Exploitation of CVE-2026-32694 requires an attacker to control at least one application deployed within the target Juju model. The attacker must share a model with a targeted "Good" application and a common "Provider" application, such as a centralized database or proxy charm. The attacker must also be capable of establishing a relation with the Provider.
The attack sequence begins with the attacker creating several secrets to sample the current XID generation state. By analyzing the returned XIDs, the attacker extracts the static machine ID and PID, and maps the current timestamp and counter values. The attacker then calculates the likely XID of a secret recently generated by the target application.
The attacker transmits this predicted XID to the Provider application via their shared relation data. The Provider attempts to retrieve the secret using the supplied ID. Because the Provider holds a valid grant to the victim's secret, the Juju controller permits the read operation. The Provider then proceeds to use or expose the victim's secret data based on the attacker's inputs.
The successful exploitation of CVE-2026-32694 yields a severe breach of confidentiality and integrity within the impacted Juju model. An attacker successfully bypassing the authorization controls gains unauthorized access to sensitive material such as database credentials, API keys, and cryptographic certificates belonging to other applications.
While the CVSS score is 6.6 (Medium) due to the high attack complexity and high privileges required, the localized impact on a multi-tenant or shared-resource model is substantial. The attacker must already possess valid application deployment rights within the model, which limits the threat to insider risks or scenarios where a single application has been compromised.

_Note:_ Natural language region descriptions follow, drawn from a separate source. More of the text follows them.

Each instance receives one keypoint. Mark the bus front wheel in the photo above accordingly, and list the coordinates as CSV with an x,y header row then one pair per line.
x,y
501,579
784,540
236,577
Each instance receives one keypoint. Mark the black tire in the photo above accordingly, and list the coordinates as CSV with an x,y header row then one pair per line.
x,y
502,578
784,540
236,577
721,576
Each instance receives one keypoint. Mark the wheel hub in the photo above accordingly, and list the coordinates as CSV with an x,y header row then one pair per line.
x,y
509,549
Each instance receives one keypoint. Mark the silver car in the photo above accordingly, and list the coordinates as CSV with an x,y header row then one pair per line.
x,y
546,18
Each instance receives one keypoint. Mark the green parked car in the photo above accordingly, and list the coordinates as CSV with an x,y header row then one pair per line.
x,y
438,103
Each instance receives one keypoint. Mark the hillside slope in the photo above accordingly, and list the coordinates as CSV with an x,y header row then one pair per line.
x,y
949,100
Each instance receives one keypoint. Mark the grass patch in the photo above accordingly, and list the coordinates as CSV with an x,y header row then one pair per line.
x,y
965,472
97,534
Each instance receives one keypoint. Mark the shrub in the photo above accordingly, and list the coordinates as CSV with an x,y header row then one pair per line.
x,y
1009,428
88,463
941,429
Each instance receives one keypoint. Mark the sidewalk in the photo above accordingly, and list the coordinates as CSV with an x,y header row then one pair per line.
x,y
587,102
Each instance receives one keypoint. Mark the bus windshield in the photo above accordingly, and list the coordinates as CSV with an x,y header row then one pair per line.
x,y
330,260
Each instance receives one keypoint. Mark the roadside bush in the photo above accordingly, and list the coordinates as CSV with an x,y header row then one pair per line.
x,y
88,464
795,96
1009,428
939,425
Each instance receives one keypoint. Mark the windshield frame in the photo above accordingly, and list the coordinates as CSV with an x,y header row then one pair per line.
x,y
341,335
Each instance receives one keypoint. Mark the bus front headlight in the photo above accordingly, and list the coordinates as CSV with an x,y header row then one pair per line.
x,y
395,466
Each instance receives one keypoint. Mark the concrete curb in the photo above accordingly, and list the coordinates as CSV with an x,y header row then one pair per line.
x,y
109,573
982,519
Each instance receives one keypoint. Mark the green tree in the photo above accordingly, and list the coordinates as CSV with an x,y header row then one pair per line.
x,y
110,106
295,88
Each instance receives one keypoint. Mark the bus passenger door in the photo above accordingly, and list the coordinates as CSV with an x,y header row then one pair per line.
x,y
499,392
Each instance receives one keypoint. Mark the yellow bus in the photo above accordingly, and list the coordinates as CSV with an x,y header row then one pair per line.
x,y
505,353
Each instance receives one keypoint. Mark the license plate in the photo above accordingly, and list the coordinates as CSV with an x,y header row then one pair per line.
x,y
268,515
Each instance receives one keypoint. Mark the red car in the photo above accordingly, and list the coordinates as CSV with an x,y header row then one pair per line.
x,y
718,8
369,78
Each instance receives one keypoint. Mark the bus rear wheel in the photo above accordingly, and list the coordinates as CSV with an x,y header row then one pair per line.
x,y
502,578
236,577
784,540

The vulnerability does not directly expose the Juju controller itself to remote code execution. However, the lateral movement capabilities provided by accessing adjacent application credentials facilitate broader compromise of the infrastructure managed by the Juju model.

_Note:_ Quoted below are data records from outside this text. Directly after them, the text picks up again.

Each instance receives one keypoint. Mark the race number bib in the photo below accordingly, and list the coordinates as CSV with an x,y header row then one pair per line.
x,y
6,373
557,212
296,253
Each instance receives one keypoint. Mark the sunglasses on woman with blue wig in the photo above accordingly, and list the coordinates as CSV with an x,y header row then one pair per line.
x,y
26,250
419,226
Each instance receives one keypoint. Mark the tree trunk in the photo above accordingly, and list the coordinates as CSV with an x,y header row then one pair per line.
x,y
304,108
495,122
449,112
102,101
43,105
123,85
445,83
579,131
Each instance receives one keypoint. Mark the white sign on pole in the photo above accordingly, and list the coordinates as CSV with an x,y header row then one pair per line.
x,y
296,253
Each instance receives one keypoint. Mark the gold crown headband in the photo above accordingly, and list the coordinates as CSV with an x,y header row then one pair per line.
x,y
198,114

Canonical addressed CVE-2026-32694 in Juju version 3.6.19. The patch eliminates the IDOR vulnerability by replacing predictable XIDs with 128-bit random nonces. This cryptographic entropy ensures that secret identifiers cannot be calculated or guessed, regardless of the attacker's visibility into the model's activity.

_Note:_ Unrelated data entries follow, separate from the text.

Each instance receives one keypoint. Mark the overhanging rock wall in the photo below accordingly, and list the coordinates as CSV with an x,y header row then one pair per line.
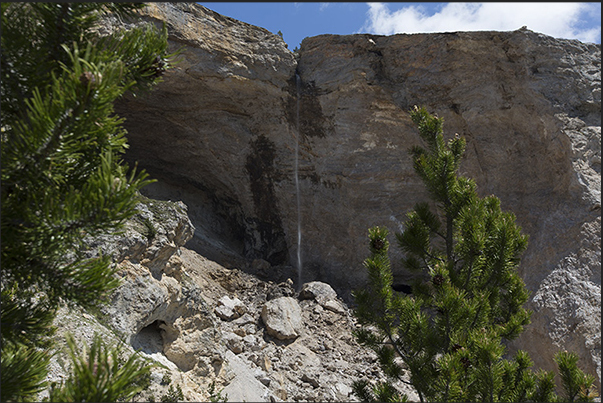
x,y
220,133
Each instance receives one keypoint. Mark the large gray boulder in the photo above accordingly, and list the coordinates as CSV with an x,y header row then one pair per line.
x,y
282,317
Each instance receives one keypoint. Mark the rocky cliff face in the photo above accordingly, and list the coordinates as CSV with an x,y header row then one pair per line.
x,y
221,133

To remediate the Confused Deputy vector, Juju 3.6.19 introduces the secret-info-get hook tool. Charm developers must update their provider charms to utilize this new API. Provider applications are now required to query the provenance of any secret ID received via relation data and verify that the owner matches the expected remote application.
Administrators must upgrade all Juju controllers and agents to version 3.6.19 or later. Following the upgrade, operators must systematically rotate all existing secrets within shared models. Legacy secrets generated prior to the upgrade retain their predictable XIDs and remain theoretically vulnerable until they are replaced with the new, high-entropy identifiers.
CVSS:3.1/AV:N/AC:H/PR:H/UI:N/S:U/C:H/I:H/A:H| Product | Affected Versions | Fixed Version |
|---|---|---|
Juju Canonical | >= 3.0.0, <= 3.6.18 | 3.6.19 |
| Attribute | Detail |
|---|---|
| CWE ID | CWE-639, CWE-343 |
| Attack Vector | Network |
| Privileges Required | High |
| CVSS v3.1 | 6.6 |
| Exploit Status | Proof-of-Concept |
The system's authorization mechanism does not adequately verify that the user requesting access to a specific object is authorized to do so.